There are now less than 24 hours to save London by voting out Sadiq Khan, pictured campaigning in Newham today

That’s why tomorrow’s London mayoral election is personal to me, not political.

I completely understand that it feels like there are bigger fish to fry at the moment, with non-stop lockdown madness, vaccine excitement and ongoing Covid concerns dominating the national psyche.

But there are now less than 24 hours to save London by voting out Sadiq Khan.

You have options and the Supplementary Vote system gives you the chance to vote for two candidates.

Laurence Fox has run a valiant campaign against lockdowns and his voice has been an important one, far too easy for the media to dismiss.

We’ve had our scrapes in the past, but I’ve come to respect the actor very much – he’s a political disruptor who isn’t going anywhere.

Fox says what he thinks and speaks for a silent majority and, as a bonafide luvvie, it’s ridiculous to brand him a racist. The woke mob who write him off do so at their peril.

But there is only one candidate with a realistic chance of unseating Mayor Khan this time around: Shaun Bailey.
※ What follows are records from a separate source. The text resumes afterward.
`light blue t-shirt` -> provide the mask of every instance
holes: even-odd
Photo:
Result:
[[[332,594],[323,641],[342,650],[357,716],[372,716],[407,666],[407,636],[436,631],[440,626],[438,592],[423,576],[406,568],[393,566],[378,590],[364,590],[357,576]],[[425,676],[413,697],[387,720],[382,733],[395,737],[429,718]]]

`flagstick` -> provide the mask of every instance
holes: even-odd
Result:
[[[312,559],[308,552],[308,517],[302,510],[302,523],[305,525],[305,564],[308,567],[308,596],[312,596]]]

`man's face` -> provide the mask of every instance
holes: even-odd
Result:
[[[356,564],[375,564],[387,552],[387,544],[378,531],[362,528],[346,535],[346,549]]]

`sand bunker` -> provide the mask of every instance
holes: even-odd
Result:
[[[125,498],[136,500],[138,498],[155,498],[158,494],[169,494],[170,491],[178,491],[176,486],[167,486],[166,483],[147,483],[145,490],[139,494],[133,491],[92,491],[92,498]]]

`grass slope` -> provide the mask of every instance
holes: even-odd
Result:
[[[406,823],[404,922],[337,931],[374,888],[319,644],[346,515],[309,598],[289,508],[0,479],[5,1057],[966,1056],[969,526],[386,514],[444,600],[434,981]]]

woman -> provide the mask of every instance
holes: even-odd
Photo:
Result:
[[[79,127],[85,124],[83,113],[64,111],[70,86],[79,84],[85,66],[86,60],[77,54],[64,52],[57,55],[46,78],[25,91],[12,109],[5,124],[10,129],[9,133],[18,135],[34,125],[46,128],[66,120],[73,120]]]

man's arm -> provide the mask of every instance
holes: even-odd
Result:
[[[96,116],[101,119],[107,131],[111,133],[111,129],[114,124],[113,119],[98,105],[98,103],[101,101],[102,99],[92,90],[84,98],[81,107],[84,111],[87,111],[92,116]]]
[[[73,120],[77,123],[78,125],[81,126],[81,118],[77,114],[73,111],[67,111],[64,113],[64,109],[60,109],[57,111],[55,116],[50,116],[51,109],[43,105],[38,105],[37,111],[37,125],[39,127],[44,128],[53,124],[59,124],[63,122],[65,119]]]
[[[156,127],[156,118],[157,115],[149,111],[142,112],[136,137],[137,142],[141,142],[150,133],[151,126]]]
Shaun Bailey, seen in Kennington today, has a strong plan on law and order which is resonating when it’s put in front of voters

You’d think a thoroughly decent black family man, former youth worker and charity boss turned rising political star would get a good hearing in the media, but unsurprisingly the Tory has been given little chance.

Khan, you see, is a pin-up boy for everything the London metropolitan elite love to celebrate.

At a time when the police needed support more than ever, Khan has undermined them at every opportunity.

He backed race-baiting Labour MP Dawn Butler who accused the Met of racial profiling when they pulled over a car in which she was a passenger, even though the BMW had tinted windows.

He spent more than £10,000 to board up a statue of our most beloved Prime Minister Winston Churchill outside Parliament, giving in to the violence of the Black Lives Matter protestors.

He’s waging a constant war on motorists by giving over what feels like half the city into revolting-looking and impractical cycle lanes and low-traffic zones.

He’s hiking his part of council tax (the ‘GLA precept’) by an inflation-busting 10 per cent. 

Most of the media may have written off the race long ago, but sources close to Bailey tell me that they believe it’s far tighter than the opinion polls suggest.

Bailey’s strong plan on law and order is resonating when it’s put in front of voters. He intends to put 8,000 new cops on the beat, reopen 38 police stations and, harking back to his former career, hire 4,000 youth workers at new centres to give potential offenders something to do other than commit crime.

Laurence Fox, pictured launching his campaign in Westminster on April 7, has run a valiant campaign against lockdowns

As he said yesterday: ‘Traditionally, London’s been a safe place to be. Currently it isn’t. If we continue this trend under Sadiq Khan, as we emerge from the pandemic we’ll slip straight into a crime epidemic.’

He’s not wrong. Before the pandemic in 2019, Office for National Statistics data showed crime in London rising five times faster than the rest of England, with homicides up 23 per cent and killings involving the use of a blade soaring 28 per cent.

There’s a steel and fiery independence in Bailey that Londoners will love if they get the chance to see it in action.

Personally, I respect the fact he risked the ire of Boris Johnson by standing up against lockdowns last year in order to try and protect the capital’s hospitality and entertainment industries, which remain on life support.

I have been highly critical of the Government’s continued lockdown policies, which have decimated the economy and will cause devastating collateral damage for years to come.

So it’s not easy to contemplate voting for a Conservative party that has been so hellbent on wreaking such havoc without the data to back it up.

But Sadiq Khan has had five years (one of them for free when the election was delayed because of the pandemic) to make London better.

He’s failed on every count and continues to blame everyone other than himself.

It’s high time he gets mugged off by London voters.